Action-Sufficient Goal Representations

Hierarchical policies in offline goal-conditioned reinforcement learning (GCRL) addresses long-horizon tasks by decomposing control into high-level subgoal planning and low-level action execution. A critical design choice in such architectures is the goal representation-the compressed encoding of goals that serves as the interface between these levels. Existing approaches commonly derive goal representations while learning value functions, implicitly assuming that preserving information sufficient for value estimation is adequate for optimal control. We show that this assumption can fail, even when the value estimation is exact, as such representations may collapse goal states that need to be differentiated for action learning. To address this, we introduce an information-theoretic framework that defines action sufficiency, a condition on goal representations necessary for optimal action selection. We prove that value sufficiency does not imply action sufficiency and empirically verify that the latter is more strongly associated with control success in a discrete environment. We further demonstrate that standard log-loss training of low-level policies naturally induces action-sufficient representations. Our experimental results a popular benchmark demonstrate that our actor-derived representations consistently outperform representations learned via value estimation.

💡 Research Summary

This paper investigates a fundamental design issue in offline goal‑conditioned reinforcement learning (GCRL) when hierarchical policies are employed to solve long‑horizon tasks. In such architectures a high‑level planner proposes subgoals and a low‑level controller executes primitive actions to reach those subgoals. The interface between the two levels is a compressed goal representation. Existing hierarchical methods, most notably HIQL, learn this representation jointly with a value function, assuming that a representation sufficient for accurate value estimation is also sufficient for optimal control.

The authors challenge this assumption by introducing an information‑theoretic notion of action sufficiency. A representation Z = ϕ(S,G) is action‑sufficient if the conditional mutual information I(A; G | S,Z) equals zero, i.e., the optimal action distribution given the full goal G is identical to the distribution conditioned only on the compressed representation Z. They derive a decomposition of the conditional KL risk between the optimal policy and any policy that can only condition on Z: the risk splits into a modeling error term (which can be reduced by training) and a representation error term I(A; G | S,Z) that is irreducible unless the representation is action‑sufficient.

In parallel, they define value sufficiency as I(V; G | S,Z)=0, meaning the representation retains all information needed to reconstruct the optimal value function V(S,G).
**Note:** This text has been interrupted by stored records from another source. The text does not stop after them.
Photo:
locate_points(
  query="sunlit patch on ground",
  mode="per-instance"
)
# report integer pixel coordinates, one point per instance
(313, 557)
While value‑sufficient representations guarantee perfect value prediction, the paper proves that they do not guarantee action sufficiency. A simple one‑dimensional deterministic MDP illustrates the failure: an encoder that maps (S,G) to the absolute distance |S‑G| can recover the optimal value (which depends only on distance) but collapses opposite goals (left vs. right) into the same code, making it impossible for a policy to distinguish the correct action.

Empirically, the authors evaluate the two types of encoders on the cube task from OGBench. They use an oracle subgoal generator to eliminate planning errors and compare low‑level policies conditioned on (i) the value‑based encoder ϕ_V and (ii) an actor‑based encoder ϕ_A learned via advantage‑weighted regression (log‑loss). Despite the value function achieving a high order‑consistency ratio (indicating accurate learning), the low‑level policy using ϕ_V attains a dramatically lower success rate than the one using ϕ_A. This demonstrates that a representation can be perfectly aligned with the value function yet still lack critical information for action selection.

Further analysis shows that standard log‑loss training of the low‑level policy naturally yields an action‑sufficient representation, because the policy’s objective explicitly preserves the goal‑action relationship. Consequently, the authors argue that hierarchical GCRL systems should learn goal representations directly from the actor’s objective or incorporate explicit regularization that minimizes I(A; G | S,Z).

In summary, the paper makes three key contributions: (1) formalizes action sufficiency and shows its necessity for optimal low‑level control; (2) proves that value sufficiency does not imply action sufficiency, both theoretically and with concrete counterexamples; (3) provides empirical evidence that actor‑derived representations outperform value‑derived ones on a benchmark task. These findings suggest a shift in how goal representations are learned in offline hierarchical RL, emphasizing policy‑centric criteria over value‑centric ones to achieve reliable long‑horizon behavior.